The Struggle of Your Story

Genesis 32:22-25

[24] And Jacob was left alone. And a man wrestled with him until the breaking of the day. [25] When the man saw that he did not prevail against Jacob, he touched his hip socket, and Jacob’s hip was put out of joint as he wrestled with him. (ESV)

Do you know who you’re fighting?

The conflict brought to a head the battling and groping of a lifetime, and Jacob’s desperate embrace vividly expressed his ambivalent attitude to God, of love and enmity, defiance and dependence. It was against him, not Esau or Laban, that he had been pitting his strength, as he now discovered; yet the initiative had been God’s, as it was this night, to chasten his pride and challenge his tenacity. – Derek Kidner


The Transformation of Your Story

Genesis 32:26-32

And here we discover Jacob’s heart-attitude in the God-given interpretation of the story provided us in Hosea 12:4: “He strove with the angel and prevailed; he wept and sought his favor.” It was not from proud dominance that Jacob asked for blessing, but with tears.
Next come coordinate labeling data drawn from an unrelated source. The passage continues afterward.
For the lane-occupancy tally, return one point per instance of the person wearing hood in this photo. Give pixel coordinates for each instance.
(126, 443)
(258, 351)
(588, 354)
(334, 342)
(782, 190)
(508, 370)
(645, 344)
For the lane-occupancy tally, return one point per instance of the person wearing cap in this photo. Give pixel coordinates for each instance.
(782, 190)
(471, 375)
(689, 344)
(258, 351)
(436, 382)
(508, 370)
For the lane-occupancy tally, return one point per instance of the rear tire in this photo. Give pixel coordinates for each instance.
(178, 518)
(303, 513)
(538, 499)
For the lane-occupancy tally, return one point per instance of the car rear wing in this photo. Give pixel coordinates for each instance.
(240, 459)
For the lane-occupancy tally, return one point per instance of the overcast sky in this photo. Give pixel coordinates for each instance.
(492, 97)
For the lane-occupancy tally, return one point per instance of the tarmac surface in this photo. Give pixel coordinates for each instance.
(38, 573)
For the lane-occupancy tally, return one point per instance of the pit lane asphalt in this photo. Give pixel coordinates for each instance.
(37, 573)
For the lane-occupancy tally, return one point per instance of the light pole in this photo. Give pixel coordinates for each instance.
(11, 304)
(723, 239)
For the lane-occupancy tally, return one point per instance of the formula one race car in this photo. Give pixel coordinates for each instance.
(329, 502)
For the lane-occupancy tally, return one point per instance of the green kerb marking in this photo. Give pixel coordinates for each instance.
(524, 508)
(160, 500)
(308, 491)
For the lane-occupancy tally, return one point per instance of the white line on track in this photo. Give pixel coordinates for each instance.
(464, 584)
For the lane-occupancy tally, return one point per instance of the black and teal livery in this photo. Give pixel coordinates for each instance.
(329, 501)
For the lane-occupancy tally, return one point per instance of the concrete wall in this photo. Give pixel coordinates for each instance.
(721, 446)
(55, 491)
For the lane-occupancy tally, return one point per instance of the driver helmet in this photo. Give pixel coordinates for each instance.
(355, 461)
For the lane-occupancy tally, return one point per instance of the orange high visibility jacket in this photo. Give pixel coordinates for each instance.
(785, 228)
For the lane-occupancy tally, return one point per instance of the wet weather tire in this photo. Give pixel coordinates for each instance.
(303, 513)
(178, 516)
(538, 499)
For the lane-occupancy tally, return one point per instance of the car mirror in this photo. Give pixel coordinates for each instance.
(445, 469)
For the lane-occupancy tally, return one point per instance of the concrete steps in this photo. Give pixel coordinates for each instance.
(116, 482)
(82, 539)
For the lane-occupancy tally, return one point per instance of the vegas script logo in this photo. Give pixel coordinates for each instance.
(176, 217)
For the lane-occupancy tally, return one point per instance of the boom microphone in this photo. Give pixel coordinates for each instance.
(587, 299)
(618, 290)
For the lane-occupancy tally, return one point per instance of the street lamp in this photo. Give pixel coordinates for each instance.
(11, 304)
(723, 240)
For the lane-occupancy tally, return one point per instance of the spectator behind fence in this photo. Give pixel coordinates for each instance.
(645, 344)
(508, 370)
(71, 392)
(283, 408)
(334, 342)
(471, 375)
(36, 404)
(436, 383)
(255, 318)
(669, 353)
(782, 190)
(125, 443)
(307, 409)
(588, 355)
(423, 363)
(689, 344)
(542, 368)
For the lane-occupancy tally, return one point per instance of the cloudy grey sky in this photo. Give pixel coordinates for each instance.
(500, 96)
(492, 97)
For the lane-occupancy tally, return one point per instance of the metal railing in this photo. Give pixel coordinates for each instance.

His request came when he was at the end of himself, helpless. “I will not let you go unless you bless me” was a tear-choked plea. – Kent Hughes

Wait, Jacob won?

Weakness is the Way to Winning

Philippians 2:5-11

[5] Have this mind among yourselves, which is yours in Christ Jesus, [6] who, though he was in the form of God, did not count equality with God a thing to be grasped, [7] but emptied himself, by taking the form of a servant, being born in the likeness of men. [8] And being found in human form, he humbled himself by becoming obedient to the point of death, even death on a cross. [9] Therefore God has highly exalted him and bestowed on him the name that is above every name, [10] so that at the name of Jesus every knee should bow, in heaven and on earth and under the earth, [11] and every tongue confess that Jesus Christ is Lord, to the glory of God the Father. 

We are limping with God, however, not from him, to him, or apart from him. With him. And, if our eyes could only see the unseen, we would realize that we are being borne along by hands that still bear the scars of a sacrifice joyfully made for us. – Chad Bird, Limping with God


How will you respond?

get Alone

get Honest

get Writing


A Prayer for Salvation

“Heavenly Father, I admit that I am weaker and more sinful than I ever before believed, but through your Son Jesus I can be more loved and accepted than I ever dared hope. I thank you that he lived the life I should have lived and paid the debt and punishment I owed. Receive me now for his sake. I turn from my sins and receive him as Savior. Amen.”